We tend to think of earthquakes as a big, loud, ground-shaking event. The kind that rattles windows, knocks books off shelves, and sets off car alarms. But here’s something unexpected: all that shaking is just a fraction of the total energy an earthquake actually releases.
Most of the action takes place deep underground – and it’s mostly invisible. Scientists have known this for a while, but figuring out where all that energy really goes has been nearly impossible.
Now, researchers may have finally cracked the code – not in the field, but in the lab, with miniature quakes. And what they found is striking: earthquakes are mostly heat.
In the lab, geologists created “lab quakes” by putting tiny chunks of rock under pressure until they snapped. These miniature quakes mimic the conditions deep underground, where real earthquakes happen.
And for the first time, scientists measured exactly how the energy from a quake gets divided. The results were surprising. Only about 10 percent of a lab quake’s energy caused shaking.
Less than one percent went into actually breaking rocks apart. A whopping 80 percent of the energy turned into heat – so much heat, in fact, that the rocks briefly melted.

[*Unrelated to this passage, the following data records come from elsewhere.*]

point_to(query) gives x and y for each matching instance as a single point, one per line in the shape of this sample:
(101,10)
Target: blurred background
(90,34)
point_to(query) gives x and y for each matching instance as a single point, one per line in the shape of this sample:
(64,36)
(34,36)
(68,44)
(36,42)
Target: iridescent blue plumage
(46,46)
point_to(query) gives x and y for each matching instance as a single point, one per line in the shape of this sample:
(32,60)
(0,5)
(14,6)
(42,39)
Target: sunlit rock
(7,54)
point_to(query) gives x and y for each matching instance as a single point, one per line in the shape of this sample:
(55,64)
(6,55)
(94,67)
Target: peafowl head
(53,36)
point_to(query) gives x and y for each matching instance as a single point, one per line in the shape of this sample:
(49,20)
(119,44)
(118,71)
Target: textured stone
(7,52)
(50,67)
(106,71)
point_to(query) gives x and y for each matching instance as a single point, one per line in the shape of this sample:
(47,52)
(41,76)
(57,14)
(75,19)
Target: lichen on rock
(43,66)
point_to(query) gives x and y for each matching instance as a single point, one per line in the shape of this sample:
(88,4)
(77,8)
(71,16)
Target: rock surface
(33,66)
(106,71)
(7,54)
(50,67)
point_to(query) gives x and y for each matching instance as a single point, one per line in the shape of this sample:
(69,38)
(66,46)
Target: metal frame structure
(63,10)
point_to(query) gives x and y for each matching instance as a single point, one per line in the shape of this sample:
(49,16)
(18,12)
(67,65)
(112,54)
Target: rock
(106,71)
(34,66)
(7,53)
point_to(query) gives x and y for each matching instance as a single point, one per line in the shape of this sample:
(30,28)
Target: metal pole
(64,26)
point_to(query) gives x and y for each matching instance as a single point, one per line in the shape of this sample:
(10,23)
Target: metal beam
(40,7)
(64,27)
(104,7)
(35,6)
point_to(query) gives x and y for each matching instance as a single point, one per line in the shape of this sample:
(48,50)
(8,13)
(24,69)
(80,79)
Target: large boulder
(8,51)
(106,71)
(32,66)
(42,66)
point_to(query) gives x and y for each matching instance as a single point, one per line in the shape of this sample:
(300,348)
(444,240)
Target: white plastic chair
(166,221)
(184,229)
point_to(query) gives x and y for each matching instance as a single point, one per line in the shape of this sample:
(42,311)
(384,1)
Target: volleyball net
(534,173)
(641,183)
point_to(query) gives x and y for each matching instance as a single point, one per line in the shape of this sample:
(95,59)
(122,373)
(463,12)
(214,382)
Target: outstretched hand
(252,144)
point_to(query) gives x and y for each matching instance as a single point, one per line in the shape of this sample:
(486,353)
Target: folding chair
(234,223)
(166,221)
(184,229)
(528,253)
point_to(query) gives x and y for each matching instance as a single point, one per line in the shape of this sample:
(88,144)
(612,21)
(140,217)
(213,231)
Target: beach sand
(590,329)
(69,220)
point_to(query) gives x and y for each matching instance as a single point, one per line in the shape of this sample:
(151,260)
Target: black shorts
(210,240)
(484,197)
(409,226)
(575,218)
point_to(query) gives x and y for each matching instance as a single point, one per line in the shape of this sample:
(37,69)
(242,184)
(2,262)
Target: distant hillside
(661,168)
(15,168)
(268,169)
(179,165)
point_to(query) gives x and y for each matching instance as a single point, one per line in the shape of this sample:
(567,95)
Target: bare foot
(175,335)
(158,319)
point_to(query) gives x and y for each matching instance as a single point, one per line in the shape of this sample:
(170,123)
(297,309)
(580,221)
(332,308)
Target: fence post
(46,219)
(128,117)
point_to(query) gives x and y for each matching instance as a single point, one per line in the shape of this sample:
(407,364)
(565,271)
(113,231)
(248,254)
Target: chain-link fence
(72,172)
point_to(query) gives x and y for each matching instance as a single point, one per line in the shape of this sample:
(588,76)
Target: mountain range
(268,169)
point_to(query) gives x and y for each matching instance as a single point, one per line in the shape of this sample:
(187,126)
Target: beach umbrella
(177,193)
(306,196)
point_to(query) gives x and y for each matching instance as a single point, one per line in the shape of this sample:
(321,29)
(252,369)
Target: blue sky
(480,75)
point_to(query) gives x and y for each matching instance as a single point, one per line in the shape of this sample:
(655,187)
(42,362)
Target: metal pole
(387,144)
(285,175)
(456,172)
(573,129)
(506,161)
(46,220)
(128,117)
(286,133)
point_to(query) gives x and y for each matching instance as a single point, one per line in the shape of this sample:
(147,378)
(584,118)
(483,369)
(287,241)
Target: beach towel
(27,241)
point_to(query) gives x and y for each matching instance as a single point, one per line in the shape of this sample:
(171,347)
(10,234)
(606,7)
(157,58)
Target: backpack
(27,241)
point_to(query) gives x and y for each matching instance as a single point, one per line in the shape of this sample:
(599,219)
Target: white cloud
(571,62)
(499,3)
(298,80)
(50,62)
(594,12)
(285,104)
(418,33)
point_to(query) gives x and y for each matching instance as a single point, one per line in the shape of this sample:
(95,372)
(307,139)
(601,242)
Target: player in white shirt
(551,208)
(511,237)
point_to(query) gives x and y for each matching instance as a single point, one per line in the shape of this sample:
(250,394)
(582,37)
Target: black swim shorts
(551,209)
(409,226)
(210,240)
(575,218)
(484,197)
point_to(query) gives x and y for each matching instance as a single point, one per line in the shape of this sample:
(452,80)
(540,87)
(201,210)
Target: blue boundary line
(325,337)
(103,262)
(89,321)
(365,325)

Daniel Ortega-Arroyo, the study’s lead author, is a graduate student in MIT’s Department of Earth, Atmospheric and Planetary Sciences.
“In some instances we saw that, close to the fault, the sample went from room temperature to 1,200 degrees Celsius in a matter of microseconds, and then immediately cooled down once the motion stopped,” said Ortega-Arroyo. That kind of temperature spike is hotter than lava.
The goal here wasn’t just to melt rocks for fun. These lab experiments are helping scientists understand how real earthquakes behave – especially the ones we can’t see coming.
Right now, most of what we know about earthquakes comes from seismometers, which measure the ground shaking at the surface. But that’s just one part of the story. Heat and underground rock fracturing are almost impossible to measure in the field, especially miles beneath our feet.
“We don’t know what’s happening to the rocks themselves, and the timescales over which earthquakes repeat within a fault zone are on the century-to-millenia timescales, making any sort of actionable forecast challenging,” Ortega-Arroyo said.
So instead of waiting around for another earthquake, the research team built a setup where they could study every part of one, under tightly controlled conditions.
To simulate a quake, the team ground up granite into powder and mixed it with special magnetic particles. These particles worked like internal thermometers – when the temperature changed, so did their magnetic signals.
The powdered rock, wrapped in a gold sleeve, was placed between pistons and squeezed until it slipped, just like rock layers do during a real earthquake.
The researchers used custom-made sensors to track shaking, and after each event, they examined the sample under a microscope to look for fractures.
“In one sample, we saw the fault move by about 100 microns, which implies slip velocities essentially about 10 meters per second. It moves very fast, though it doesn’t last very long,” Ortega-Arroyo said.
By combining all these measurements, the team calculated a full “energy budget” for each lab quake.
The researchers also found that a rock’s past matters. How much energy an earthquake puts into heat, shaking, or fracturing depends on whether the rock has already been bent, stretched, or cracked by earlier tectonic stress.
“The deformation history – essentially what the rock remembers – really influences how destructive an earthquake could be,” said Ortega-Arroyo. “That history affects a lot of the material properties in the rock, and it dictates to some degree how it is going to slip.”
That could help explain why some areas are more earthquake-prone than others, even if they sit along the same fault lines.
The researchers say their mini-quake machine doesn’t aim to copy nature exactly, but it gives them a way to isolate key processes – heat, shaking, and fracturing – and understand how they interact.
“We could never reproduce the complexity of the Earth, so we have to isolate the physics of what is happening, in these lab quakes,” said Professor Matěj Peč of MIT. “We hope to understand these processes and try to extrapolate them to nature.”
This knowledge could eventually improve how we model earthquakes and assess risk. For example, if a past earthquake created a lot of heat and broke apart rock underground, that could influence how future quakes play out in the same region.
“Our experiments offer an integrated approach that provides one of the most complete views of the physics of earthquake-like ruptures in rocks to date,” Peč said. “This will provide clues on how to improve our current earthquake models and natural hazard mitigation.”
The next time the ground trembles, remember: the quake isn’t just rattling buildings. It’s heating rocks to over 2,000 degrees Fahrenheit, fracturing them at the microscopic level, and rewriting the energy map of the Earth’s crust.
We may not be able to stop earthquakes, but thanks to research like this, we’re getting closer to understanding how they really work – and how much energy they hide below the surface.
The full study was published in the journal AGU Advances.